The pharmacological efficacy of nanocrystalline naringenin was also assessed in terms of the suppression of the apoptotic inducing enzyme, cleaved caspase-3. It was observed that the expression of cleaved caspase-3 was appreciably higher in the human neuroblastoma cells with higher levels of ROS. After the treatment of these cells with nanocrystalline naringenin, the cleaved caspase-3 expression level got considerably reduced in the human neuroblastoma cells (Figure a). This fluorescent expression level of cleaved caspase-3 was quantified, and a dose-dependent reduction in its expression was noted down in nanosized naringenin-treated human neuroblastoma cells (Figure b). In DCFDA assay, since the highest dose of 5 μM of nanosized naringenin was not able to show sufficiently significant results, it was omitted in the further experimentation and in the subsequent experiments, and only two doses of nanosized naringenin were employed, viz., 1 and 2 μM nanosized naringenin.

Figure 8

(a) Cleaved caspase-3 in the SH-SY5Y human neuroblastoma cell line and (b) its quantification.
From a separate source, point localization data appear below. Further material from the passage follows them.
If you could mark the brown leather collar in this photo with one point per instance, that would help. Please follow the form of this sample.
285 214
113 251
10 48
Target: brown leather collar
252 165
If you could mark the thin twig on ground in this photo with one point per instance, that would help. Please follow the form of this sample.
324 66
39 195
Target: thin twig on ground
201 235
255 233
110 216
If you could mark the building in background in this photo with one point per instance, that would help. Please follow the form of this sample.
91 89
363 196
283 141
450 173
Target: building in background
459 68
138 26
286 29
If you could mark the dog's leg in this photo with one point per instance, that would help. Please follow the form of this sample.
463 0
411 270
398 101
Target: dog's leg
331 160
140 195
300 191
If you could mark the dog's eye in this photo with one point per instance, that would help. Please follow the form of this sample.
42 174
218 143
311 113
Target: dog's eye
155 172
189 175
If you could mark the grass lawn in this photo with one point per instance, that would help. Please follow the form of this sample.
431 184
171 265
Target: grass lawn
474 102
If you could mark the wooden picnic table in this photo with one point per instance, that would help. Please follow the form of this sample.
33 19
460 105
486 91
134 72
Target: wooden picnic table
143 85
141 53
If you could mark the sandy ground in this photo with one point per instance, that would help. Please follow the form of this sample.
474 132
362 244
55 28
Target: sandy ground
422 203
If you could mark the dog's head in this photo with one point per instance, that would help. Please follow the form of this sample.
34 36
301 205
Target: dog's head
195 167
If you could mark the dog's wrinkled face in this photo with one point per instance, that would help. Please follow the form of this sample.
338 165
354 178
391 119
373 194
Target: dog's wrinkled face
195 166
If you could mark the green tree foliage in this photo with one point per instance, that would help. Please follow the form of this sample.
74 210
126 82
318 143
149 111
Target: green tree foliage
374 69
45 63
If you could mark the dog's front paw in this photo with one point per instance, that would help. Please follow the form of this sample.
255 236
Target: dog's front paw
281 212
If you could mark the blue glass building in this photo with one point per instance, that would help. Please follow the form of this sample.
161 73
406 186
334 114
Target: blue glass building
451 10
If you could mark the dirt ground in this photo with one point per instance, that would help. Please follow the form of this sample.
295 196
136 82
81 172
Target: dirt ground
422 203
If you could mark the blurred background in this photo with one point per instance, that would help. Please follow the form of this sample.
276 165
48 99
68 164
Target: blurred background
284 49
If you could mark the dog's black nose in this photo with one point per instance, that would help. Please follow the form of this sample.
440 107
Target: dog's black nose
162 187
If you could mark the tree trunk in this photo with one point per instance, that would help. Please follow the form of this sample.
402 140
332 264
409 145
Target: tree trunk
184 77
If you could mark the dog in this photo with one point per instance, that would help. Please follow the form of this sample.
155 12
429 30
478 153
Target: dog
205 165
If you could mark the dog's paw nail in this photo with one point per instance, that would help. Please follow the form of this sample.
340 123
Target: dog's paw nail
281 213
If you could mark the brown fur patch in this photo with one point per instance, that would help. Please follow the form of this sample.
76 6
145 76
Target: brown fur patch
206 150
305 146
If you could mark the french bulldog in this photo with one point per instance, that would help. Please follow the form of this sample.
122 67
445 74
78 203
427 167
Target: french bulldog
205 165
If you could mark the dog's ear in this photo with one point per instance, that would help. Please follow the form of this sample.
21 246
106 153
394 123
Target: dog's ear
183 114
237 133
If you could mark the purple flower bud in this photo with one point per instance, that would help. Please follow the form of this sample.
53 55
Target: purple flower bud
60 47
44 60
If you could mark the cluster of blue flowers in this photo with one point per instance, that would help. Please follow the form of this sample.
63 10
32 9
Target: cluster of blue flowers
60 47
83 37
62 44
Flow cytometry analysis was used for assessing the apoptotic cell death due to the generation of ROS and anti-apoptotic effects of the nanoparticulate form of naringenin. It was observed that a higher dose of nanosized naringenin appreciably inhibited apoptotic cell death as compared to the lower dose as well as in comparison to the ROS-induced cell apoptosis group (Figure a). The comparative quantitative graphical representation also exhibited a significantly higher apoptosis inhibition in human neuroblastoma cells in the 2 μM nanosized naringenin-treated group compared to that in the 1 μM nanosized naringenin-treated and untreated group (Figure b). In the DCFDA assay, since the highest dose of 5 μM nanosized naringenin was not able to exert sufficiently significant results, it was omitted in further experimentation and in the subsequent experiments, and only two doses of nanosized naringenin were employed, viz., 1 and 2 μM nanosized naringenin.

Figure 9

(a) Annexin-V PI flow cytometry for cell death of the SH-SY5Y human neuroblastoma cell line and (b) its quantification.

Conclusions

Despite being a promising natural antioxidant compound, naringenin has very low aqueous solubility. In this study, we used the high-energy ball milling method to reduce the size of naringenin without using any chemical. Size reduction leads to the increased solubility of naringenin, which depends upon milling time, sonication, and temperature. Interestingly, increased solubility resulted in an escalated antioxidant potential as demonstrated by its ability to reduce the level of ROS. Moreover, milled naringenin also demonstrated protective effects against H2O2-induced cell death. Milled naringenin exhibited 10 times better potency as compared to that of crude naringenin, which is mainly attributed to the reduction in the size of naringenin.